Oregon semaphore grass is a perennial arising from slender rhizomes with purplish red scales and long soft internodes. The culms are erect, soft and spongy, and 55-90 cm tall. Sheaths are overlapping and closed for 3/4 their length, the lower sheaths loose, purplish red, and nearly smooth, the upper ones scaberulous and striate. Ligules are white, lacerate, membranous, and 4-5 mm long. Leaf blades are erect, flat, slightly scaberulous on the upper surface and sometimes also the lower, abruptly narrowed to an acute, mucronate apex, and 8-18 cm long by 0.4-0.7 cm wide, the uppermost blades reduced. Racemes are somewhat erect with slender axes 6-20 cm long bearing 6-8 spikelets on 2-12 mm-long pedicels. Spikelets are erect or ascending, spreading toward one side of the raceme, 2-4 cm long, and green tinged with purple, each bearing 7-14 flowers, the upper florets pistillate, the lower perfect. Glumes are pale and membranous, unequal, and 2-4 mm long; rachilla joints are 2-3 mm long; lemmas are strongly 7-nerved, 5.5-7 mm long by about 3 mm wide, with an erect awn 6-10 mm long at the apex; paleas are approximately equal to the lemmas, each of the two palea keels bearing a slender, erect to spreading awn 2-7 mm long attached about onethird from the base of the palea; anthers are brown to purple, 4 mm long.
Overview
- Species Common Name Oregon semaphore grass
- Species Scientific Name Pleuropogon oregonus
- State Listing Status Threatened
Ecoregions
Blue Mountains
Located in NE Oregon, the Blue Mountains ecoregion is the largest ecoregion in the state.
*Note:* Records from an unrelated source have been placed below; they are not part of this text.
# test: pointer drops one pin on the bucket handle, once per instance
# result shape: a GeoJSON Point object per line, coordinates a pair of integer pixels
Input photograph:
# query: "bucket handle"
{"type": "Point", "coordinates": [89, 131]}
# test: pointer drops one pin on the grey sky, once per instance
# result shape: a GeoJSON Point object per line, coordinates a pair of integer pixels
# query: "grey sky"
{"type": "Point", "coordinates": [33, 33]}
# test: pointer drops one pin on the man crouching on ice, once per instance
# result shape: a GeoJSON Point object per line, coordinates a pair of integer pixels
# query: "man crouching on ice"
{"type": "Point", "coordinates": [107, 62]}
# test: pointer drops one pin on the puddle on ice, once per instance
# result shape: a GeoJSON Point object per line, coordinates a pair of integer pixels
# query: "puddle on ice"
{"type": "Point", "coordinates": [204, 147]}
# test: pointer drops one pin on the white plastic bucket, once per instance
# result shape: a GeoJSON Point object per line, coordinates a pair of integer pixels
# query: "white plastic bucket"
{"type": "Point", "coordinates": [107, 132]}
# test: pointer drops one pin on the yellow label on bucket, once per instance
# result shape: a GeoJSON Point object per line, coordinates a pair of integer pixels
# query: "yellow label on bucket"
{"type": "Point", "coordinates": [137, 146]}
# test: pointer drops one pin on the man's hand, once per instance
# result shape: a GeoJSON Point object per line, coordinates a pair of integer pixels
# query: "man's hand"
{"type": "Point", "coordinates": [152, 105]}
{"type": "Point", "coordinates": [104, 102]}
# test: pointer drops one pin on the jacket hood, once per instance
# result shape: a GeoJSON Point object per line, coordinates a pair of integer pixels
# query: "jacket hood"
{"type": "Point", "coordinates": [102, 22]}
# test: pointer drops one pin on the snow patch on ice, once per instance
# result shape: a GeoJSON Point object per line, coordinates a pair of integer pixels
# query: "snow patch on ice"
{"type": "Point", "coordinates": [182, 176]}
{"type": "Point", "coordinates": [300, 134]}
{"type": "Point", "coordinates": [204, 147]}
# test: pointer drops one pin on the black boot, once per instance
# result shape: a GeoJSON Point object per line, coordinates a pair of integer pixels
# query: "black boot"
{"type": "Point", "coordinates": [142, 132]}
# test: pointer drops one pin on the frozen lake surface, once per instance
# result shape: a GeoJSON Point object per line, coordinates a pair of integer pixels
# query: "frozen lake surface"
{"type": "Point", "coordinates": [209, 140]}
It provides a diverse complex of mountain ranges, valleys, and plateaus that extend beyond Oregon into the states of Idaho and Washington.
East Cascades
The East Cascade ecoregion extends from the Cascade Mountains' summit east to the warmer, drier high desert and down the length of the state. This ecoregion varies dramatically from its cool, moist border with the West Cascades ecoregion to its dry eastern border, where it meets sagebrush desert landscapes.